Les auteurs ont par ailleurs estimé les prévalences des différentes catégories d’IMC, de l’insuffisance pondérale (IMC < 18,5 kg/m²) à l’obésité morbide (IMC >= 40 kg/m²). Une diminution de la prévalence de l’insuffisance pondérale a été observée entre 1975 et 2014 : de 13,8 % (IC95% = 10,5-17,4 %) à 8,8 % (7,4-10,3) chez les hommes et de 14,6 % (11,6-17,9) à 9,7 % (8,3-11,1%) chez les femmes. En dépit de cette forte diminution, elle reste encore supérieure à 23% chez les hommes et les femmes en Asie du sud et de plus de 12% en Afrique centrale et orientale. Sur cette même période, la prévalence de l’obésité (IMC >= 30 kg/m²) a quant à elle augmenté de façon plus marquée, dépassant l’actuelle prévalence de l’insuffisance pondérale à l’échelle mondiale : de 3,2 % (IC95% = 2,4-4,1 %) à 10,8 % (9,7-12,0) chez les hommes et de 6,4 % (5,1-7,8) à 14,9 % (13,6-16,1%) chez les femmes. Dans certains pays, l’obésité touche aujourd’hui plus de 30 % des adultes (Pays anglo-saxons à hauts revenus notamment), et atteint plus de 50 % dans certaines populations (femmes de Polynésie et Micronésie).

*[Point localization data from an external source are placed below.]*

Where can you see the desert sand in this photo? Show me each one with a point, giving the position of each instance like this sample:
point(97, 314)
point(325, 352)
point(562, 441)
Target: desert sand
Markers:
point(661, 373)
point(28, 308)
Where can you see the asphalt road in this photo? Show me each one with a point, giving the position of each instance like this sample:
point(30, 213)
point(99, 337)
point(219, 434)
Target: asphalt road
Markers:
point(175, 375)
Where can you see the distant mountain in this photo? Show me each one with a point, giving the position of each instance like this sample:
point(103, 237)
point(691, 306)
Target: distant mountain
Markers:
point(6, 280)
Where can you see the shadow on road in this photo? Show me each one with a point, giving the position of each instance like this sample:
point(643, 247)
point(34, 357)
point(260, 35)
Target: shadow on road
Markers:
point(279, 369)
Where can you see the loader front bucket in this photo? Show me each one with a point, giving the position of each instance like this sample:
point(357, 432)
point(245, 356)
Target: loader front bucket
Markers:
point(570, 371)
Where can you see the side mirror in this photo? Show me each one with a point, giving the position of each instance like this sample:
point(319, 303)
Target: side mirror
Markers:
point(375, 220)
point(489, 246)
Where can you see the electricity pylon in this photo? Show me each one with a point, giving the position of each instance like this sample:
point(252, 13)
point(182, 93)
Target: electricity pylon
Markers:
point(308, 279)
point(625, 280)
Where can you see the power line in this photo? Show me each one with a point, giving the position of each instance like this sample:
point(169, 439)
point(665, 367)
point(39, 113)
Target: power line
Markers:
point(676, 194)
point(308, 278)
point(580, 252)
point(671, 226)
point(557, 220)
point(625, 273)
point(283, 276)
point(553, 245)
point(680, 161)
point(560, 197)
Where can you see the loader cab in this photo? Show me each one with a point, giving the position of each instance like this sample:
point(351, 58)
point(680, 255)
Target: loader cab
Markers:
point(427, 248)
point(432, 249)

Alors que les pays les plus concernés par l’insuffisance pondérale en 1975 le demeuraient toujours en 2014 (Inde, Chine, Indonésie, Pakistan, Bangladesh…), une redistribution géographique des pays les plus frappés par l’obésité a eu lieu : les pays émergents (Chine, Brésil, Inde, Mexique…) ont rejoint les Etats-Unis en tête des pays comptant le plus de personnes obèses.
Les auteurs ont enfin estimé la probabilité de parvenir à l’objectif mondial proposé par l’Organisation Mondiale de la Santé, à savoir stopper d’ici 2025 l’augmentation de l’obésité à son niveau de 2010. Cette probabilité est estimée à moins de 10 % pour la très grande majorité des pays. Ainsi, si les politiques de santé publique ne parviennent pas à enrayer le phénomène, 18 % des hommes et 21% des femmes seront obèses en 2025.
Source : Trends in adult body-mass index in 200 countries from 1975 to 2014: a pooled analysis of 1698 population-based measurement studies with 19·2 million participants. NCD Risk Factor Collaboration (NCD-RisC). Lancet. 2016 Apr 2;387(10026):1377-96.